Unter der Annahme, dass der Stromwandler alle Oberschwingungen übertragen kann, ergibt sich für die verschiedenen Stromwandler-Phasenfehler folgendes Diagramm.
Es kann geschlussfolgert werden, dass nicht nur der Leistungsfaktor erheblichen Einfluss auf die Auswirkungen des Stromwandler-Phasenfehlers bezüglich der Wirkleistungsmessung nimmt. Die Kurvenform des primären Stromsignals kann ebenfalls auf die Genauigkeit der Wirkleistungsmessung einwirken. Für Stromwandler bis Klasse 0,5 ergeben sich augenscheinlich moderate Fehler im Leistungsfaktorbereich von 1 bis 0,9. Trotzdem verursacht der Stromwandler mit 30 min Phasenfehler bereits einen Fehler in der Wirkleistungsmessung von 0,46 % bei einem Leistungsfaktor von 0,9. Bei größeren Wirkleistungen können hierbei aber schon beträchtliche Beträge anfallen. (1)

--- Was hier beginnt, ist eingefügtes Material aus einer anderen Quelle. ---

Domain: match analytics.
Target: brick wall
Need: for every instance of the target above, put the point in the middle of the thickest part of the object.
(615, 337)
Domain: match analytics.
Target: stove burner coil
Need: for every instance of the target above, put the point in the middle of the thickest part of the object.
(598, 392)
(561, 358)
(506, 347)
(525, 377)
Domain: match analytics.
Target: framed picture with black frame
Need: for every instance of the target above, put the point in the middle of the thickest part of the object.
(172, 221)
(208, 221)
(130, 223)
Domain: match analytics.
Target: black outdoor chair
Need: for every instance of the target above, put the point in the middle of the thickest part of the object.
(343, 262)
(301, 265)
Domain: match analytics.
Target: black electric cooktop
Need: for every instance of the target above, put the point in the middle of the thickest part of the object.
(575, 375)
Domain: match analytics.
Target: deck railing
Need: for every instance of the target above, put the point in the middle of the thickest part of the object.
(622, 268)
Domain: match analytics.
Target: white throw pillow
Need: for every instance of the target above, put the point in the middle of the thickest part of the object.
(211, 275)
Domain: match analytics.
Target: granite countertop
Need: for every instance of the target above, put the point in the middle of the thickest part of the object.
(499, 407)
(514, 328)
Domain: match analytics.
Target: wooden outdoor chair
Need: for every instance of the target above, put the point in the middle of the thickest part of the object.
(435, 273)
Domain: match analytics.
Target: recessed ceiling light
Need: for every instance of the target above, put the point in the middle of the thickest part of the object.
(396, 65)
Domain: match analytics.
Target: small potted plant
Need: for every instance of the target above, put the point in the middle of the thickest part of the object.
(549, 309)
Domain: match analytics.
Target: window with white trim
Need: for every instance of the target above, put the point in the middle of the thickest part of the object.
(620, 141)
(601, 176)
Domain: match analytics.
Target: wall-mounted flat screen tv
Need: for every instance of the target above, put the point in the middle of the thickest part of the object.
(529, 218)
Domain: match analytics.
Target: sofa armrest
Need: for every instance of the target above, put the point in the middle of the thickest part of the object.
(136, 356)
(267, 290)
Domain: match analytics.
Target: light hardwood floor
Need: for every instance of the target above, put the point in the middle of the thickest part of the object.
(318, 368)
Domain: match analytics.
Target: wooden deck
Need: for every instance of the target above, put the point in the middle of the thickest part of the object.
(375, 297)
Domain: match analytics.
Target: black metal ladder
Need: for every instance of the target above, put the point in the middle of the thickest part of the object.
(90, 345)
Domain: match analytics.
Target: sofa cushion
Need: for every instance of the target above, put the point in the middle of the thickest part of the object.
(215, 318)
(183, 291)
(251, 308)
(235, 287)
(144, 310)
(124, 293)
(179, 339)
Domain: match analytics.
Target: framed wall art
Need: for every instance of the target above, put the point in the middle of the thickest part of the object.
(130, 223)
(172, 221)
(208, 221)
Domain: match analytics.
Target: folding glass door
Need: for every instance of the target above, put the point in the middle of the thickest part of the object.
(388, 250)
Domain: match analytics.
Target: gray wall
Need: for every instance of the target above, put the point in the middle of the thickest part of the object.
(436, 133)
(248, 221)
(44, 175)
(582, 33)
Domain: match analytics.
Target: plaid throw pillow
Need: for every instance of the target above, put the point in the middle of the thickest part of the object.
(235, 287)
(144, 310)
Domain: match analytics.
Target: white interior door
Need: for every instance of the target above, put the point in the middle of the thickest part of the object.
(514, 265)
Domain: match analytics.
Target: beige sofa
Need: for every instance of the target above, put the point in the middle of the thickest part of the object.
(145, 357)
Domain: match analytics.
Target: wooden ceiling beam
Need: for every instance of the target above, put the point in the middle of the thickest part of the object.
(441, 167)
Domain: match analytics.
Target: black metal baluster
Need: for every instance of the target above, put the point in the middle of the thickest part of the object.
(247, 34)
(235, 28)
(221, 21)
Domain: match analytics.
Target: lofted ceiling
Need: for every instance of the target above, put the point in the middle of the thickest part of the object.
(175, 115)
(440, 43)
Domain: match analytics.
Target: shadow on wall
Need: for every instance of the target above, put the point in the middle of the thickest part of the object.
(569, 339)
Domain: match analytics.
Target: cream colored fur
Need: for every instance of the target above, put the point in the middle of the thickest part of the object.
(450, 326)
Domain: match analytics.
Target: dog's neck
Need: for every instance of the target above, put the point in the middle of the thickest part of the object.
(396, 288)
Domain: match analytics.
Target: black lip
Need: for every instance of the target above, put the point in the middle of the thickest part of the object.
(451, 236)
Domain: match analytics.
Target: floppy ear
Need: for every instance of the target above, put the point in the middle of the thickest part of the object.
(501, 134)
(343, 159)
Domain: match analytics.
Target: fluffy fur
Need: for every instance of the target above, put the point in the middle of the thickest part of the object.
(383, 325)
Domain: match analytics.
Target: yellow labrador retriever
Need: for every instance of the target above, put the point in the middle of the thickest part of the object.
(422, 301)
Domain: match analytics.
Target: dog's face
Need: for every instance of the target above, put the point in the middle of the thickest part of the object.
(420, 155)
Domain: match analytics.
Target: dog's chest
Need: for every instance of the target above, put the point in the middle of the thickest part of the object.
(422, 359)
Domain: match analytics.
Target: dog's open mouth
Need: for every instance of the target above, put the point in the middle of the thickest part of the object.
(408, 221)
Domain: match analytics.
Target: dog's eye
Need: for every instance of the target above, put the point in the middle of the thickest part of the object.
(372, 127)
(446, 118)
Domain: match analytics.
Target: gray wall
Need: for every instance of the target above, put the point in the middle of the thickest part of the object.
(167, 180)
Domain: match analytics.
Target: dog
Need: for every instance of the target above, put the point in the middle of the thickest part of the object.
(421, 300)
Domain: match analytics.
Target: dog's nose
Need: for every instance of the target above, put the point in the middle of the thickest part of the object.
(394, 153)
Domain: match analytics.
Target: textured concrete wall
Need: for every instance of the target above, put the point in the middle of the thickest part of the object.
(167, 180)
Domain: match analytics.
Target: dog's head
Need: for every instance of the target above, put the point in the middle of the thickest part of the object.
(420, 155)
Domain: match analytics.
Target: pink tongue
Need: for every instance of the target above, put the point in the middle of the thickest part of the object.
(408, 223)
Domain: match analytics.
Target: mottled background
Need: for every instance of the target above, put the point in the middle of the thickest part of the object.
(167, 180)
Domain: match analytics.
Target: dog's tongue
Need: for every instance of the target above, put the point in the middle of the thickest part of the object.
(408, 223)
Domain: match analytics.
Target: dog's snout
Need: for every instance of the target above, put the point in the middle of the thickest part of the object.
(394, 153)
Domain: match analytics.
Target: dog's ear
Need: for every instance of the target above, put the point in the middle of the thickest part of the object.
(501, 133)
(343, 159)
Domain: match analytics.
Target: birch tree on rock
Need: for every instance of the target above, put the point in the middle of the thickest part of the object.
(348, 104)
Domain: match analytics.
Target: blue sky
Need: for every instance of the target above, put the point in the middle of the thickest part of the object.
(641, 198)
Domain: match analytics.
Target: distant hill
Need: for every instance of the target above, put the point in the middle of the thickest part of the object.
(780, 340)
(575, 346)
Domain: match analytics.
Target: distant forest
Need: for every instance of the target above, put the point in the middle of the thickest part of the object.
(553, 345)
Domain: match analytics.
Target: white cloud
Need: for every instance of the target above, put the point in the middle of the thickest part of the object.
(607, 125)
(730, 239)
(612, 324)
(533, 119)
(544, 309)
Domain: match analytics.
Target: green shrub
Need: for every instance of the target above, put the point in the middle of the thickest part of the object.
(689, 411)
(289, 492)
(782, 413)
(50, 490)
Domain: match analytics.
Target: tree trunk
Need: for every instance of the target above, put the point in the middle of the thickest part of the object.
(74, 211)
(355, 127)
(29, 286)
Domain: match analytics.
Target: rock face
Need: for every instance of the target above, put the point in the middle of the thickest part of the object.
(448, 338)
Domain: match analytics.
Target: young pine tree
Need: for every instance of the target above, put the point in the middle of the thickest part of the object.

Es kann konstatiert werden, dass der Stromwandler für Verrechnungsmessungen grundsätzlich einen geringen Phasenfehler aufweisen sollte, da oftmals der Leistungsfaktor und die tatsächlichen Stromkurven nicht bekannt sind.
Literaturverzeichnis
1. MBS AG. Infobrief Nr. 1 - Verrechnungsmessung mit Strom- und Spannungswandlern. Sulzbach-Laufen : MBS AG, 2019. MBS IDNR 8.4.0460/100/12-2019.
2. DIN EN 61869-2. [Hrsg.] VDE Verlag.